Genji didn’t know what to say. He just stood there, staring down at Jesse, so clearly trying to hide his orders not to move his chest too much.

Jesse was patient, smiling up at him and waiting for some kind of response. Genji knew if he gave it enough time, Jesse would start talking on his own. INhis time knowing the cowboy, he had found he didn’t like the silence very much and easily filled it when needed. However, Genji didn't intend on making Jesse wait that day.

“You just went through intensive surgery last night, how can you be smiling right now?” Genji asked.

To his credit, Jesse’s smile didn’t waver. It seemed to grow, even, as he spoke, “Because I’m happy to see my friend.”

Genji rolled those words over in his head for a while, then finally sighed and shook his head, “You ridiculous cowboy.”

“You know you love me,” Jesse said. Then carefully, slowly, he moved his legs up to make room for Genji on the couch. Genji did protest like he usually would, and instead filled that space and guided Jesse’s legs over his lap.

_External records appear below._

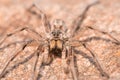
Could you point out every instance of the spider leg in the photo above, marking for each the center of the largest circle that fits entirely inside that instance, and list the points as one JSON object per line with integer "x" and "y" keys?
{"x": 71, "y": 63}
{"x": 42, "y": 15}
{"x": 12, "y": 58}
{"x": 103, "y": 73}
{"x": 36, "y": 61}
{"x": 34, "y": 34}
{"x": 79, "y": 20}
{"x": 105, "y": 33}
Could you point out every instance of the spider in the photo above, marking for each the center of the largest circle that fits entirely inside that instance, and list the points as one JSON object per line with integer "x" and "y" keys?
{"x": 56, "y": 44}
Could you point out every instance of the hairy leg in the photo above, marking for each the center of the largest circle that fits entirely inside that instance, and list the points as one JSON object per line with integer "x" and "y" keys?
{"x": 33, "y": 33}
{"x": 16, "y": 53}
{"x": 103, "y": 73}
{"x": 79, "y": 20}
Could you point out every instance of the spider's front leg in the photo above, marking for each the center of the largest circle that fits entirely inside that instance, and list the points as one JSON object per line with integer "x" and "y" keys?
{"x": 71, "y": 63}
{"x": 16, "y": 53}
{"x": 34, "y": 9}
{"x": 36, "y": 36}
{"x": 105, "y": 33}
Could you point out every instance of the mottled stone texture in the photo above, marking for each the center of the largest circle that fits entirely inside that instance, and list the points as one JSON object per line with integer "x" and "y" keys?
{"x": 104, "y": 16}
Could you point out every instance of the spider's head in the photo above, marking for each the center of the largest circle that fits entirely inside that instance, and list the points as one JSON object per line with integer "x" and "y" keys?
{"x": 57, "y": 30}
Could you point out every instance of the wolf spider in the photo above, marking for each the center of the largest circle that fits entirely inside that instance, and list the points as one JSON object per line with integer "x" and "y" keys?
{"x": 57, "y": 43}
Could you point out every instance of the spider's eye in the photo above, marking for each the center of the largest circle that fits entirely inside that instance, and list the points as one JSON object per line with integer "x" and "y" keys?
{"x": 53, "y": 33}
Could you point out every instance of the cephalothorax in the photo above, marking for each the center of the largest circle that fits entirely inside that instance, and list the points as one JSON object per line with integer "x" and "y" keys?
{"x": 56, "y": 42}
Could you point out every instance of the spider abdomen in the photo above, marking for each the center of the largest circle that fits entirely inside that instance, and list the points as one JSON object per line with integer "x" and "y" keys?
{"x": 56, "y": 47}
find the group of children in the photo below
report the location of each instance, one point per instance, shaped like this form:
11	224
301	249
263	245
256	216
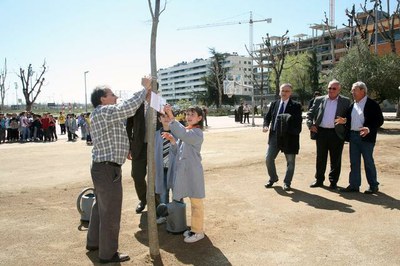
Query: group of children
27	127
178	164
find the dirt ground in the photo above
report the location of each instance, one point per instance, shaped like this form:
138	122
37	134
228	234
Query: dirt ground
246	224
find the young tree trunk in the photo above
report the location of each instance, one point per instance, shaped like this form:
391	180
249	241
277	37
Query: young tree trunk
3	75
150	132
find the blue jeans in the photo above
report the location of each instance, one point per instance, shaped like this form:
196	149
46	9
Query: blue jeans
272	153
359	148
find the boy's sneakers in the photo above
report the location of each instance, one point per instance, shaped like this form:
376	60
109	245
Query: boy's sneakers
191	237
161	220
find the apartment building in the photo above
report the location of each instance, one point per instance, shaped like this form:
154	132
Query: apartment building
184	80
331	43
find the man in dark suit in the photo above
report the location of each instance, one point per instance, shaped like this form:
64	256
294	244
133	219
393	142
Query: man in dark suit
135	127
364	118
326	121
283	121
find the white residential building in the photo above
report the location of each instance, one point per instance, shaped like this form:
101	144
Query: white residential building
183	80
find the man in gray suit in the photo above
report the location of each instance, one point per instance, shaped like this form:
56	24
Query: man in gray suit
326	120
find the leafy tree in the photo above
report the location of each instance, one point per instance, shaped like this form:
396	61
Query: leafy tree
214	81
381	74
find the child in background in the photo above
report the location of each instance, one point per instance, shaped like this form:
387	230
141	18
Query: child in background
164	162
189	177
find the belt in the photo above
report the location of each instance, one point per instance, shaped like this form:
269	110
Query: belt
109	163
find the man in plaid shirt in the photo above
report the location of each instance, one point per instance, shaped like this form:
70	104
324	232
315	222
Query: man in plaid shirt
110	150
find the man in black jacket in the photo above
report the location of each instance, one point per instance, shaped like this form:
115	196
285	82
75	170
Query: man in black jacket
364	118
283	121
326	120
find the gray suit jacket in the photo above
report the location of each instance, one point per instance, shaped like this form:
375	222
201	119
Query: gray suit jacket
316	113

“What are we watching?” Genji asked. He tried to shake off how shocked Jesse seemed that he had actually stayed.

The Good, The Bad, and The Ugly ,” Jesse said, looking back to the screen. “It’s one of my favorites. I always watch it after an operation.”

“I can see why you like it,” Genji hummed. "You must really identify with The Ugly.”

Jesse gasped in mock hurt and threw a pillow at Genji that he easily dodged.

While Genji laughed, he heard someone else enter the room. He didn’t have to look up to know who it was, simply based on the clicking of heels he now knew were molded into the woman’s feet.

“Angie, he’s bullying me while I’m trying to just follow your orders,” Jesse whined.

Doctor Ziegler chuckled and Genji watched as she grabbed the thrown pillow off the floor. She walked over to the couch and hit Genji over the head with it, making him laugh harder.

“No picking on the patient,” Doctor Ziegler lightly scolded.

“No promises,” Genji said.

Doctor Ziegler rolled her eyes, then fell down into the armchair nearby.

Genji settled into the domestic atmosphere, and let the warmth find a home in his chest.